A Review of EXTREMELY LOUD AND INCREDIBLY CLOSE (Jonathan Safran Foer)
The literature of September 11, 2001 is never attacked. When a book speaks of September 11, 2001 (or of terrorism in general), it is more or less guaranteed immunity from criticism; it will, almost inescapably, be greeted with sympathy.
Jonathan Safran Foer’s Extremely Loud and Incredibly Close banks on such sympathy, on such reverence. The narrative, which concerns a nine-year-old boy named Oskar Schell in search of a key that would unshell the enigma of his dead father (a narrative stolen, in its basic outline, from Guenther Grass’s Die Blechtrommel), could have been written entirely without its scattered references to the terrorist interventions. Nor is this trauma the only one presented in the novel: the others include Hiroshima and Nagasaki, the Staten Island Ferry crash, and the Dresden bombings. Each disaster is generalized to the point at which what is addressed is not a traumatizing event in its specificity, but historical “trauma” itself and the overcoming of trauma through bereavement-inspired creation.

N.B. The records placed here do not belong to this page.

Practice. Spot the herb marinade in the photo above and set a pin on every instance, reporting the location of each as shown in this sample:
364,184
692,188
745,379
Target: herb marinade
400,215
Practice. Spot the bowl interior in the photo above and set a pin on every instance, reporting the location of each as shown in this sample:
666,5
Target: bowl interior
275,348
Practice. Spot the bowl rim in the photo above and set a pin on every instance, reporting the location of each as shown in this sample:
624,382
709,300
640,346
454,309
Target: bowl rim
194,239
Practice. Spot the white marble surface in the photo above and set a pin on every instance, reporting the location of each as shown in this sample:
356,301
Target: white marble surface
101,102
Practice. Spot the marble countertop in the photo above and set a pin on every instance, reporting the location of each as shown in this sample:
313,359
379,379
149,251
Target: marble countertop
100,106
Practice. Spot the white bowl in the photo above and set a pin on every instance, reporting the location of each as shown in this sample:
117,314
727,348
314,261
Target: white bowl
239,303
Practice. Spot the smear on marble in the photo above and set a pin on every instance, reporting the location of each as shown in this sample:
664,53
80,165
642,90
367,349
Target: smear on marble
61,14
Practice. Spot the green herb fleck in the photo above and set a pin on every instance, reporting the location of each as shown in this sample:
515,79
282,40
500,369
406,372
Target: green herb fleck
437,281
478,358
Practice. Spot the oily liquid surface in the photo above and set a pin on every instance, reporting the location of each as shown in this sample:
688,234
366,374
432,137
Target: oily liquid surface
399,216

Oskar, the insufferable brat, attempts to complete the work of mourning for his father, Thomas Schell, Jr., a victim of September 11, by compiling an almanac of self-inflicted wounds, the collage of images and letters which is the book we are “reading”–an almanac which, most likely, is assembled sometime in the indefinite future. (Thomas Shell, Sr.’s manuscript of 4/12/78 is heavily edited (208-216). Who has done the editing? Almost certainly an older version of his grandson Oskar.) If the term “reading” even applies. Whenever a “pregnant” image is described, Foer literally re-presents it in the form of a pictorial image. When a flock of birds rises into the sky, it is not enough that we read of these birds — we must SEE them as well. Words may not be left in their invisibility; we are presented with supplementary photographs, illustrations, since mere verbality is not enough. Indeed, the entire novel oozes with misologos — the mistrust or hatred of language / reason — in relation to both its content and its form. Photographs, yes, and also a superabundance of blank pages and nearly-blank pages. Space is not used in the manner it is in the works of Edmond Jabes, for instance.
Typography does not substitute for a well-wrought sentence. Foer abrogates himself of all responsibilities–most specifically, the responsibility to write well. Why bother when the pyrotechnics of typography is at his disposal?
As far as the writing is concerned, it is composed of nothing other than mind-numbingly, soul-deadeningly repetitive phrases (“heavy boots,” “raison d’etre,” etc.) and Sunday school platitudes: “Sometimes one simply wants to disappear” (184); “There’s nothing wrong with not understanding yourself” (184); “Everything that’s born has to die, which means our lives are like skyscrapers” (245); “How can you say I love you to someone you love? … It’s always necessary” (314). Whenever the author writes something that he finds “beautiful” and “true” (165), he congratulates himself on his beauty and truth and tells us that that thing is “beautiful” and “true.” The entire book reeks of such unearned profundity. We also learn that most dust is made up of human detritus–a very deep truth indeed, one that Foer also communicates in his essay “Emptiness” (originally published in Playboy) with all of the sanctimoniousness and self-righteousness of the faux naif who serves as the center of the novel, a Sunday-School lecture in which we learn that famous musicians (Ringo Star) and scientists (Stephen Hawking) are unthreateningly approachable: Everything is familiarized.
Perhaps it is wrong to criticize Foer for including so many blank pages in Extremely Loud and Incredibly Close, since the entire book is a vacuum: null space into which readers may project their own meanings.